Aujourd'hui dans l'histoire

Le 75e anniversaire du début
de la Guerre civile espagnole


Guernica, oeuvre de Pablo Picasso, 1937, inspirée par le bombardement de Guernica, au Pays basque, par des avions de guerre allemands à la demande des forces fascistes espagnoles le 26 avril 1937, au cours de la Guerre d'Espagne.

Le 18 juillet 2011 est le 75e anniversaire du début de la Guerre d'Espagne, opposant les forces populaires ou républicaines qui avaient été élues pour gouverner, aux forces fascistes dites « nationalistes » dirigées par le général Francisco Franco. Les forces populaires combattirent avec héroïsme contre vents et marées, assistées par des volontaires venus des quatre coins du monde, y inclus des Canadiens au sein de la 25ème Brigade internationale de l'Armée républicaine d'Espagne. La Guerre civile prit fin officiellement au printemps 1939 avec la venue au pouvoir de Franco, au prix de 500 000 vies humaines, mais la lutte du peuple espagnol contre la dictature fasciste s'est poursuivie avec la même intensité jusqu'à la mort peu regrettée de Franco en 1975.

Les fascistes espagnols étaient appuyés par les grands propriétaires tels que le Duc d'Alba et l'Église, par les puissants capitalistes comme Juan March, et par les monopoles étrangers, dont Rio Tinto, qui cherchaient à conserver leurs profits et leurs privilèges. La puissance des fascistes était aussi rehaussée du fait que l'Allemagne nazie et l'Italie fasciste leur donnaient ouvertement leur appui financier et militaire. Le 26 avril 1937, la légion du Condor du Luftwaffe allemand bombarda Guernica. Ce fut le premier raid aérien mené contre une population civile sans défense. Les fascistes bénéficièrent pleinement de la mensongère politique de non-intervention des cercles dominants du Royaume-Uni, de la France et des États-Unis qui avaient tous des intérêts financiers en Espagne et qui espéraient pouvoir inciter les nazis et les fascistes à attaquer l'Union soviétique. Seule l'Union soviétique apporta une assistance matérielle aux forces républicaines.

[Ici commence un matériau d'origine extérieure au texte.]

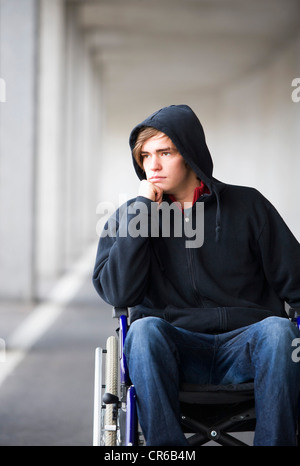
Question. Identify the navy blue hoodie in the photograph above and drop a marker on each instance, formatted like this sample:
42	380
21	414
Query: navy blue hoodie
246	269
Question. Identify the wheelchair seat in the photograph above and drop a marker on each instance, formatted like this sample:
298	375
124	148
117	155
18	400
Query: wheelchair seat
211	412
208	412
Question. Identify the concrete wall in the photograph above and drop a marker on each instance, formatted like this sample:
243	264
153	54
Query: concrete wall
255	134
50	138
17	147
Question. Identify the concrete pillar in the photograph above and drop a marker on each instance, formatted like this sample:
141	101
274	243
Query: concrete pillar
18	53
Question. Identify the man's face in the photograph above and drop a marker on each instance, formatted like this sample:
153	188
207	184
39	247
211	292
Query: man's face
164	166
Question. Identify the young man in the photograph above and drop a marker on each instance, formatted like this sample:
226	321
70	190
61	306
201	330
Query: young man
208	314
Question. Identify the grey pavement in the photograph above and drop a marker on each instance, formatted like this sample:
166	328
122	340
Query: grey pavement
48	399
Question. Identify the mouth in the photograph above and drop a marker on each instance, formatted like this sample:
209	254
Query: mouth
157	178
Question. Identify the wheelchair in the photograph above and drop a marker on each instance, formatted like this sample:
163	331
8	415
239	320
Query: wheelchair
208	412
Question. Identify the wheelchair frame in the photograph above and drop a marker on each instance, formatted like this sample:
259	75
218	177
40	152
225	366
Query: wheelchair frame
115	411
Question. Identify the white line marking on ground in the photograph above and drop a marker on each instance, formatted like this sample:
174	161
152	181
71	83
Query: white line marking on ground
45	314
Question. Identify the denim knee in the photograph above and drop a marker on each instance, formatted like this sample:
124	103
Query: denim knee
276	332
144	333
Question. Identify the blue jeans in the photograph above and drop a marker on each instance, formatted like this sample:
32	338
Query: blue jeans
160	357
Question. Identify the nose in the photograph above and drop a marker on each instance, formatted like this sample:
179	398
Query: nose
155	163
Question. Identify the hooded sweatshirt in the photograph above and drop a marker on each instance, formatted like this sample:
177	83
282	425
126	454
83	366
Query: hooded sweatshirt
245	269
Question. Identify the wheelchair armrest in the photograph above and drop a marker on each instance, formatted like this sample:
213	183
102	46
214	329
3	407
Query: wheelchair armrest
119	311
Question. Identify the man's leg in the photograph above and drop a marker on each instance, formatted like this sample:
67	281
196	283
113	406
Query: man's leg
263	351
156	354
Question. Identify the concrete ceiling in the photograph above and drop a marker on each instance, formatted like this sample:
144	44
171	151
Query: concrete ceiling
153	48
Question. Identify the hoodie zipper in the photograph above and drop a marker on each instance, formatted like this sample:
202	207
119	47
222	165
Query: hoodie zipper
191	267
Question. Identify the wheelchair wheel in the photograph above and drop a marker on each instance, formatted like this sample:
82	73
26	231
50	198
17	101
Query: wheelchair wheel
111	381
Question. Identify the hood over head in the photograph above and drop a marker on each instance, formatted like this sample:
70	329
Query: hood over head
183	127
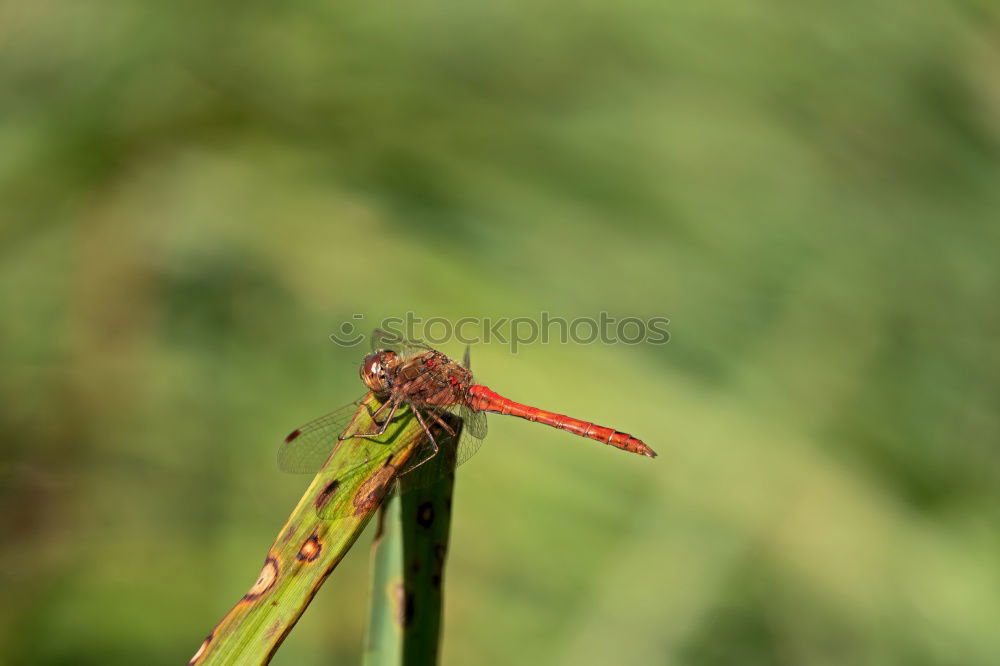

Détail du monument près du canal Rideau
à Ottawa, à la mémoire du sacrifice des
membres de la brigade Mackenzie-
Papineau dans la Guerre d'Espagne.

Tandis que le peuple appuyait les forces populaires en Espagne, les cercles dominants au Canada déclarèrent le Canada « pays neutre », laissant les fascistes libres d'attaquer le peuple espagnol. En avril 1937, le gouvernement canadien adopta la Loi sur l'enrôlement à l'étranger, rendant illégale la participation de Canadiens à des guerres étrangères. Aussi refusa-t-il des passeports aux personnes soupçonnées de vouloir aller se battre en Espagne. Néanmoins, les communistes canadiens et autres personnes progressistes organisèrent des volontaires anti-fascistes et à l'été 1937, environ 1 200 Canadiens combattaient outre-mer, presque tous des travailleurs. À l'exception de Cuba et de la France, c'est le plus haut ratio de volontaires par rapport à la population. Les volontaires canadiens comptaient dans leurs rangs le Dr Norman Bethune, qui mit sur pied des unités mobiles de transfusion de sang sur les champs de bataille, sauvant ainsi des milliers de vies. Les Canadiens tombés dans la Guerre d'Espagne ne sont toujours pas inscrits dans les livres du Souvenir dans la Tour de la Paix, leur mémoire n'est toujours pas évoquée sur les monuments de guerre fédéraux ou à l'occasion des cérémonies pour marquer le Jour du Souvenir. Aucun survivant ne reçoit une allocation aux anciens combattants.

La Guerre d'Espagne fut le premier grand conflit de la Deuxième Guerre mondiale. Elle fut précédée et suivie d'agressions en Mandchourie, en Rhénanie, en Abyssinie (l'Éthiopie), en Tchécoslovaquie et en Albanie, mais c'est en Espagne que la lutte contre le fascisme fut la plus intense et il était encore possible d'arrêter la marche de l'Allemagne nazie, de l'Italie fasciste et de leurs collaborateurs. Cependant, la défaite de l'Espagne républicaine, rendue possible par l'inaction délibérée du Royaume-Uni, de la France et des États-Unis, poussa les nazis et les fascistes à escalader leur agression et à déclencher une guerre mondiale qui allait faire des millions de victimes. La tragique défaite des héroïques forces antifascistes en Espagne marqua aussi le début de la Deuxième Guerre mondiale en Europe.